‘Closure’ for Shirley Finlay’s family as killer gets life
After three harrowing years and two agonising trials the family of tragic murder victim Shirley Finlay finally have closure.
The vulnerable 24-year-old was found beaten and strangled in a Ballymena church car park in September 2006 — three days before her 25th birthday.
Yesterday, as Shirley’s grieving family began piecing together the rest of their lives, her evil killer Henryk Gorski was starting a life sentence behind bars.
The 52-year-old Polish meat plant worker, who was on bail when he murdered Shirley, was told he would serve a minimum of 20 years before he could be considered for parole.
“This was a brutal murder and the defendant's motive can only be a matter of speculation because there was no evidence of sexual contact, but whatever happened, there is no doubt that he strangled Shirley Finlay and then dumped her body,” judge Mr Justice Hart told Antrim Crown Court.
Shirley’s battered and naked body was found wrapped in a duvet cover, bound in black bin liners and dumped in a skip in the Mount Street car park of Ballymena Baptist Church on September 18, 2007.
Disposing of her remains with such disregard was “callous in the extreme”, the judge also noted.
Following the five-week trial, which concluded in October, a jury of five women and four men rejected defence claims that Gorski had been framed by an ex-girlfriend and returned a unanimous guilty verdict after just six hours.
The original trial was abandoned in May after Gorski sacked his legal team just one day before the prosecution completed their submissions.
The former Ballymena Meats butcher, whose Hill Street flat overlooked the car park where Shirley’s body was dumped, had been out on bail facing 16 other charges including rape, false imprisonment, possession of an offensive weapon and threatening to kill a woman. The charges were later dropped because the alleged victim was too afraid to testify.
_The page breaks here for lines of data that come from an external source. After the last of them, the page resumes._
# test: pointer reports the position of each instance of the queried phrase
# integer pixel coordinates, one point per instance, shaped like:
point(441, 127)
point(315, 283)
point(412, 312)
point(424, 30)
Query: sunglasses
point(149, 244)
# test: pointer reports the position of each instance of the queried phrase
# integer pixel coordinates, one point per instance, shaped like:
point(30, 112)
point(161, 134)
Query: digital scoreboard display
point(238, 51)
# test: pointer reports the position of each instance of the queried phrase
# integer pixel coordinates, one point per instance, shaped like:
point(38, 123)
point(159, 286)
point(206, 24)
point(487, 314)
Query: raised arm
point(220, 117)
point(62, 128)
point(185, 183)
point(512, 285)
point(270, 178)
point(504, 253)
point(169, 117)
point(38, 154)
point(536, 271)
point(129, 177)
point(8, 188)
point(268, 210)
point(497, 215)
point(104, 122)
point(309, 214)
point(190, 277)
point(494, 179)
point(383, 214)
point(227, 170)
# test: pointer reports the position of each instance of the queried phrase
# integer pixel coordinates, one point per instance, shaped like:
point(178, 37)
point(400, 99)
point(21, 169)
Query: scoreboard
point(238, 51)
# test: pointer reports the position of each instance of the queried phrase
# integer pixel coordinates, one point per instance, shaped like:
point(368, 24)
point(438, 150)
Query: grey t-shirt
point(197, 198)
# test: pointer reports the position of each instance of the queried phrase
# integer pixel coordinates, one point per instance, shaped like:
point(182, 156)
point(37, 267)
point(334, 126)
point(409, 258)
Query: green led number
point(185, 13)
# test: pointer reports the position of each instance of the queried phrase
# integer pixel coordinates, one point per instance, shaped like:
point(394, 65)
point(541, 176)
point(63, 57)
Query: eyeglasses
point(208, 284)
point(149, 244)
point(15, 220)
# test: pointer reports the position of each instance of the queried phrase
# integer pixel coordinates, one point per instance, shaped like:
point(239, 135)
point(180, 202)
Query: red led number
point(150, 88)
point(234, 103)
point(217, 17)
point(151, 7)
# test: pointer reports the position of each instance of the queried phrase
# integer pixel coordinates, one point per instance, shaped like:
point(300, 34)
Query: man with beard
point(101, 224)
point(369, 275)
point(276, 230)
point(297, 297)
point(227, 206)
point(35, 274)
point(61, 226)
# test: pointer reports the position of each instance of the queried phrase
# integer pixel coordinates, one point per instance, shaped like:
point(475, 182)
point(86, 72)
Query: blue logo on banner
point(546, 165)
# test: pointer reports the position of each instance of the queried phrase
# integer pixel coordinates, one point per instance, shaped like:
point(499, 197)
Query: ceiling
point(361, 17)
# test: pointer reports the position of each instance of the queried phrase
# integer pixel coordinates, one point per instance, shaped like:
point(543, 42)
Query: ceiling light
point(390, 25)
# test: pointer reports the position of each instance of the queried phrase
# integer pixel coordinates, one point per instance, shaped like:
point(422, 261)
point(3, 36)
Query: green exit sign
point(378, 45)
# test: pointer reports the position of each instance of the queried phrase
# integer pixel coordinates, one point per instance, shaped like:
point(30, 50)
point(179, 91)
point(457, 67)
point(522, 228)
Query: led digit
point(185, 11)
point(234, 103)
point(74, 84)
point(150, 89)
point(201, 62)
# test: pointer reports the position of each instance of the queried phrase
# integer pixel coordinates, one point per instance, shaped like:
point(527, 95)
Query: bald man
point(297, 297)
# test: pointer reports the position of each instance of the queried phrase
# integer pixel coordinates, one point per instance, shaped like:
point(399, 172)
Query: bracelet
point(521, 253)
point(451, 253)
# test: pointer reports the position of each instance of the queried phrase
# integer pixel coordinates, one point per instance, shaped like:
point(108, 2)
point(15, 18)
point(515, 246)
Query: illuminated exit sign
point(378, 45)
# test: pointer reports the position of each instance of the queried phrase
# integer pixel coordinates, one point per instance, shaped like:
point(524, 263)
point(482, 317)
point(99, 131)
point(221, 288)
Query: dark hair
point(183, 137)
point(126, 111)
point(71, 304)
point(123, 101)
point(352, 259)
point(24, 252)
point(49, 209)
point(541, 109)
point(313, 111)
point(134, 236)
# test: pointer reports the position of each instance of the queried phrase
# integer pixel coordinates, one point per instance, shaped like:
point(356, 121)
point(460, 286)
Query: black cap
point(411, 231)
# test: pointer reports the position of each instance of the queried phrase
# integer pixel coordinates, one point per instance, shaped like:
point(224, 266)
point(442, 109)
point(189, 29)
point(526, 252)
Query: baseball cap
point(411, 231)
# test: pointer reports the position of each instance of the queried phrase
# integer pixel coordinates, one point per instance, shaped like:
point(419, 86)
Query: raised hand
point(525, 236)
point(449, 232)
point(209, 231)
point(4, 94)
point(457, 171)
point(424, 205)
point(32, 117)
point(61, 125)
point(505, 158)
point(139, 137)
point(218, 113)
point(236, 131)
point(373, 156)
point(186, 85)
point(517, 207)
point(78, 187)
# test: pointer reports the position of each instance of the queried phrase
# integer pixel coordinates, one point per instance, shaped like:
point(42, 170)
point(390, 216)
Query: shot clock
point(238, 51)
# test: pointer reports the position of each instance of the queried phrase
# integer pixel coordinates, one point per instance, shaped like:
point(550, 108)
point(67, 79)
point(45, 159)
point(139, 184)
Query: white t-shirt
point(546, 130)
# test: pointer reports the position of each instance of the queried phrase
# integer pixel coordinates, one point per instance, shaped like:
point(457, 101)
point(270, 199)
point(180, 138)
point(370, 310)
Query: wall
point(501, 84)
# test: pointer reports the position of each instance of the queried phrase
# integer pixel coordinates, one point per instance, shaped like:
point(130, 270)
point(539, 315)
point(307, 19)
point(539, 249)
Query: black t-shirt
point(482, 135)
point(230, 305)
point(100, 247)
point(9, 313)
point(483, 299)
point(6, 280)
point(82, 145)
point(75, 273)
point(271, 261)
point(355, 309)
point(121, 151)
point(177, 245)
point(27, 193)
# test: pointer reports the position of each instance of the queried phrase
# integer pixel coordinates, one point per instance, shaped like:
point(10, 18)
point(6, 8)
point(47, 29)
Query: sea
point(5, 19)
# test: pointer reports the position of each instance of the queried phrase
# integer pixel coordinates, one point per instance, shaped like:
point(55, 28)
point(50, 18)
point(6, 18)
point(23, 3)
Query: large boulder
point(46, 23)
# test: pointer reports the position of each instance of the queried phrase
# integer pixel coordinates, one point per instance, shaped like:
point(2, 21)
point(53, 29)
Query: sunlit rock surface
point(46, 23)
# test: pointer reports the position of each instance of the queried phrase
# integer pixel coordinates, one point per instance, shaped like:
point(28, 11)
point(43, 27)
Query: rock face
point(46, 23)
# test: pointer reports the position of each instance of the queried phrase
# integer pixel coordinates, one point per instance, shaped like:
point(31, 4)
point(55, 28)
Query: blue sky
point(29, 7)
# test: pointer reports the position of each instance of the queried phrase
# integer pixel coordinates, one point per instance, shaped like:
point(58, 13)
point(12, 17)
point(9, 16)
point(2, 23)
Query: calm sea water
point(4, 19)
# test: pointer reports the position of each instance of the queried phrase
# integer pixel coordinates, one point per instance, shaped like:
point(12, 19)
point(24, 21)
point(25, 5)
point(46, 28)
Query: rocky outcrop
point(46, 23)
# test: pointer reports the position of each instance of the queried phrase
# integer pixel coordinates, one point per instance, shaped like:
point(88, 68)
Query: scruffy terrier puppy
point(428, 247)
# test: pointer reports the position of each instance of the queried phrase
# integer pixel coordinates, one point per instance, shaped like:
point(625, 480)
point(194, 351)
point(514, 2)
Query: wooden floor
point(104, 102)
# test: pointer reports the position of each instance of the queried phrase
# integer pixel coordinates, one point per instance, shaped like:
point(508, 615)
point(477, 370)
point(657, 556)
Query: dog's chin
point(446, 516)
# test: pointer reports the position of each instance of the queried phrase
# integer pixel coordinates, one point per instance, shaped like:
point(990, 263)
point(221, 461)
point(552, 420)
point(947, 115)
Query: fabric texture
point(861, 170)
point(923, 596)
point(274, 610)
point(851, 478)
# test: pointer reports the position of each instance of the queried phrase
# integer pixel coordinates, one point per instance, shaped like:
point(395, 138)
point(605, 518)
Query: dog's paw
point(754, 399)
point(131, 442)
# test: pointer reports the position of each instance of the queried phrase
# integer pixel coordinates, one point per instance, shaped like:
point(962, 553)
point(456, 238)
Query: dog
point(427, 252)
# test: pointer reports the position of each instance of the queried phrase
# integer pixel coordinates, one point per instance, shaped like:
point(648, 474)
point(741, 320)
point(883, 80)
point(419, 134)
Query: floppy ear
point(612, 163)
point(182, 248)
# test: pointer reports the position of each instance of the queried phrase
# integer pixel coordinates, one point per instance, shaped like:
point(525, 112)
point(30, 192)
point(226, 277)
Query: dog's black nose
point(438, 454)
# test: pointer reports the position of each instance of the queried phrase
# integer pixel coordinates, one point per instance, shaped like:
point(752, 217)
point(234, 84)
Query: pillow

He also had a string of convictions for violence and dishonesty, crimes committed in his native Poland. These included assault on a young boy, burglary and theft.
Mr Justice Hart added: “Committing an offence whilst on bail shows that the defendant took advantage his liberty in order to commit this very grave crime.”
Gorski was linked to the murder by forensic and circumstantial evidence, including three sets of fingerprints found on the bin bags, hundreds of paint fragments and carpet fibres from his flat on items covering her body, and DNA belonging to his ex-girlfriend on a coat found near Shirley’s body.
Mr Justice Hart paid tribute to the “thorough and wide-ranging forensic examinations” carried out in the case.